In turn, he demanded good quality cricket and even chided players for not coming up with their best. Haigh quotes Kepler Wessels, then just 21 and yet to get a place in the South African test side, as saying: "I was overoptimistic because he (Packer) proceeded to tell me in no uncertain terms that he did not import players to score 40s and that I must get my arse moving".

Gideon Haigh, an award-winning, English-born-Australian journalist, minutely captures the story of Packer's breakaway series in The Cricket War. This is an updated version of his book first published 24 years ago and brought out to mark the 40th year of WSC — the first ball of the first WSC Supertest between Australia and West Indies was bowled on December 2, 1977.

Haigh packs in a lot of details — starting from the time the idea was first floated, the various characters involved, how the recruitments were made and the opposition from various national cricket boards and the world body governing cricket, International Cricket Conference (as the International Cricket Council was then known).

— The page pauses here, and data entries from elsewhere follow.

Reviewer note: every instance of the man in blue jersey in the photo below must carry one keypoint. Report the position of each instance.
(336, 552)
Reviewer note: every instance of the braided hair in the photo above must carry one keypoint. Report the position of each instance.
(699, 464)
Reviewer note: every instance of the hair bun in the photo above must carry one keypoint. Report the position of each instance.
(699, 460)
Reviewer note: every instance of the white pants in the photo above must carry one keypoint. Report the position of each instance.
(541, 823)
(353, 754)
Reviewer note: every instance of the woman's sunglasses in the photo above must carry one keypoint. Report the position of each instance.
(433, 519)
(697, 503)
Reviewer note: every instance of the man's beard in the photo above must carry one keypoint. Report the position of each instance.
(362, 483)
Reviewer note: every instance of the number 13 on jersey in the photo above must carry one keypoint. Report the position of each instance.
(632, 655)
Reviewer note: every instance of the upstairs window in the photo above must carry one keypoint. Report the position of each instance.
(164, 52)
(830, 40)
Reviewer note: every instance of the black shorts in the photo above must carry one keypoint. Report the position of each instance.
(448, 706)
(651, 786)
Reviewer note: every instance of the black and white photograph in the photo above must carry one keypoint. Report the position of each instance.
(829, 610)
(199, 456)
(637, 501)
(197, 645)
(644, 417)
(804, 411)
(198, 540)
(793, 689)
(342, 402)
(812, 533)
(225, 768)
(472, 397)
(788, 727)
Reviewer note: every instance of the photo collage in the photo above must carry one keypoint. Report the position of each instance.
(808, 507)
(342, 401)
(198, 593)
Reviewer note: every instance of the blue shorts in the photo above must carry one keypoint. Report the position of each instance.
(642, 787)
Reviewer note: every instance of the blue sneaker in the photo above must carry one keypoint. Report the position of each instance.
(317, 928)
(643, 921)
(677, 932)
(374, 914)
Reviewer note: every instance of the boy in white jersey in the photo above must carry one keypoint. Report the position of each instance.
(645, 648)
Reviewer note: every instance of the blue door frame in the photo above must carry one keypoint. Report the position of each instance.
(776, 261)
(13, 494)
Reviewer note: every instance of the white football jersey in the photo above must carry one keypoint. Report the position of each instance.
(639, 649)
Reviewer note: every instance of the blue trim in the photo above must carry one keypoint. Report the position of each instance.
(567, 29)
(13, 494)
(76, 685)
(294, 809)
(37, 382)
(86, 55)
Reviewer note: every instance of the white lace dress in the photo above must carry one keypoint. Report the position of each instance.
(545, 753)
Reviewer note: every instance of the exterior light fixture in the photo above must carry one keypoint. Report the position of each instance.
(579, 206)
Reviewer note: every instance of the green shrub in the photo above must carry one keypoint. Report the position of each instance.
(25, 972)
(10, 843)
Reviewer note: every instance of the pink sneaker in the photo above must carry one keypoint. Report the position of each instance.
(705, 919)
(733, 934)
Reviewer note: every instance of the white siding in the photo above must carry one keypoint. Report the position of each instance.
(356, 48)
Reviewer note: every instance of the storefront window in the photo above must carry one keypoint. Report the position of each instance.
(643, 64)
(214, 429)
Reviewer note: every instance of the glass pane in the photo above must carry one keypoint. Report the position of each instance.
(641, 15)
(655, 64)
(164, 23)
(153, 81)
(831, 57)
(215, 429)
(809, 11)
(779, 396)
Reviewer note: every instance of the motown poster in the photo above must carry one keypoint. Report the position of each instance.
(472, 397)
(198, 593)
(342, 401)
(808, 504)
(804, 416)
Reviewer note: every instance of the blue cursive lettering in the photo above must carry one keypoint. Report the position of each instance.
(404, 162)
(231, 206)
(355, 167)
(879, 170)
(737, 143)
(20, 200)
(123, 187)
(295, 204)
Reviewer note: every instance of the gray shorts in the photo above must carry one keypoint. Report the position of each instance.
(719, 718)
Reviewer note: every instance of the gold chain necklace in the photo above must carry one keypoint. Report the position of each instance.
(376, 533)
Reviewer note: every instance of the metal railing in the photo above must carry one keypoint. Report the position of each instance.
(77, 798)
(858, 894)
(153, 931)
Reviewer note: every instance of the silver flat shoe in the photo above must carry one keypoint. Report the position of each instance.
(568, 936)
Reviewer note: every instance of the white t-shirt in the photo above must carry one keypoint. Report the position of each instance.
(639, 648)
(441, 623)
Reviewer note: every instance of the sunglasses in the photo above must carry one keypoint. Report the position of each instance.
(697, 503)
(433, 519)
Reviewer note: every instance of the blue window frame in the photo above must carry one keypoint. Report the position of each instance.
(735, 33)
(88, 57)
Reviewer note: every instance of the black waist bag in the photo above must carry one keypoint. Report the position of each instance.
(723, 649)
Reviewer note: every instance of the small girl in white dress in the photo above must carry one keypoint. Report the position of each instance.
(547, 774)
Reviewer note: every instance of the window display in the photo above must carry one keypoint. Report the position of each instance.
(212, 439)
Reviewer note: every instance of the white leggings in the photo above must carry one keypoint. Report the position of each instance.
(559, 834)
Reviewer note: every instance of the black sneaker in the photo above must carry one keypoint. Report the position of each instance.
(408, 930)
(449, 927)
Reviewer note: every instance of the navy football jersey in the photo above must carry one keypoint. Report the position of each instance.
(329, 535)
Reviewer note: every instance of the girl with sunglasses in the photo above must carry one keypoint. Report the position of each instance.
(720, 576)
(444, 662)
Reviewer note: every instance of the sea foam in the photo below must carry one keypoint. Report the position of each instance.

He captures the mood brilliantly by reproducing conversations on and off the field between players and organisers — full of Australian slang and cuss words. The scorecards of the WSC Supertests, included at the end of the book, give a sneak preview into the quality of the WSC games.

There have been many books written on the subject including one by Australian journalist Peter McFarline who first broke the news of WSC, but Haigh does a thorough job of covering all the aspects, including the controversies — just the index, with references to many books and periodicals, runs to nearly five pages. It's a commendable feat, considering The Cricket War was only Haigh's second book — he has written 30 more at last count, besides editing many others.

Packer's WSC was a watershed in the history of the game — the Indian Premier League and all the other T20 leagues that dot the cricket calendar today, and the enormous sums that accrue to the sport from television rights can all be traced back to it. Read today, the words of Packer recruit and former Pakistan captain Asif Iqbal, spoken back in 1978, are almost prescient of the changes to come: "I would not be surprised if tomorrow, a keen youngster approached a top cricketer for the latter's autograph and got a quick reply: 'talk to my manager first'."

Will the current generation of cricket fans in India like the book? It's hard to say, but the book is certainly enlightening. Readers will, however, need patience to go through the copious details and the match descriptions which, at a time when you only have to click a button to get scores of the match may seem irrelevant.